Honouring Tibetan Buddhist traditions and Christmas festival by selling Made in Nepal thangkas depicting the Santa Claus myth in the United States to help a monastery in Kathmandu
A U.S. based non-profit organisation has found a novel way to honour both Tibetan Buddhist traditions and the Christmas festival by selling Made in Nepal thangkas depicting the Santa Claus myth in the United States to help a monastery in Kathmandu.
The Christmas Thangka project involves having a digitally created photo-painting printed on cloth and sewn as a thangka and accompanying it with a text that serves as the traditional ‘peycha’ owner manual for the artwork. The viewer gets tips on how to use the thangka as a form of altruism.
A donation of $300 is suggested for the Christmas thangka and is tax-deductable.
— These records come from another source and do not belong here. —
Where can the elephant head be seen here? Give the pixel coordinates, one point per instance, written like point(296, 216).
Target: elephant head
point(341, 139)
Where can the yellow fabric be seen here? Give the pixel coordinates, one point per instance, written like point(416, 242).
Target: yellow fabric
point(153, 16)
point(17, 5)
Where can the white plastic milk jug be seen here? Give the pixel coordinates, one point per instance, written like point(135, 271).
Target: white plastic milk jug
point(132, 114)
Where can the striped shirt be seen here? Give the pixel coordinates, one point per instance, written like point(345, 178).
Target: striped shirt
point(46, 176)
The proceeds from the sale of the scrolls will go to Nepali families connected to the Zatrul Rinpoche monastery in Parphing near Kathmandu.
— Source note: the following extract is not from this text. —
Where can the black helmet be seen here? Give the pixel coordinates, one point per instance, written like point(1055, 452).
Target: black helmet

“The Christmas Thangka is for people who celebrate Christmas, this project is the Sherpa Buddhist take on it,” says Hugh R Downs, author of the 1980 book, Rhythms of a Himalayan Village, who spent two years in Nepal as an apprentice to the Sherpa monk painter, Ngawong Lekshit.
Downs also hopes that the thangka will serve as a sustainable substitute for evergreen trees so that Christmas gifts can be placed under a painting of Santa Claus visiting the valley of Junbesi. As a historical footnote, Downs recalls that in the 19th century Tibet’s largest item of export to the west were yak tails that were used exclusively as Santa Claus’ beards.
In the thangka, Santa assumes the figure of Kuber, the Hindu deity who is a symbol of wealth and prosperity. Thangkas serve as meditation aid serving to cultivate a sense of selfless concern for other people. At the bottom of the Christmas thangka is a pile of traditional Christmas gifts and above them are depicted three windhorses bearing three flaming wish-granting jewels. In the backdrop is the scene of the Junbesi Valley with the Thupten Choling monastery and Mt Numbur.
Says Downs: “I hope the project will also reinstate the message of Christmas which has been drowned out by what some people see as hyperactive commercialisation.”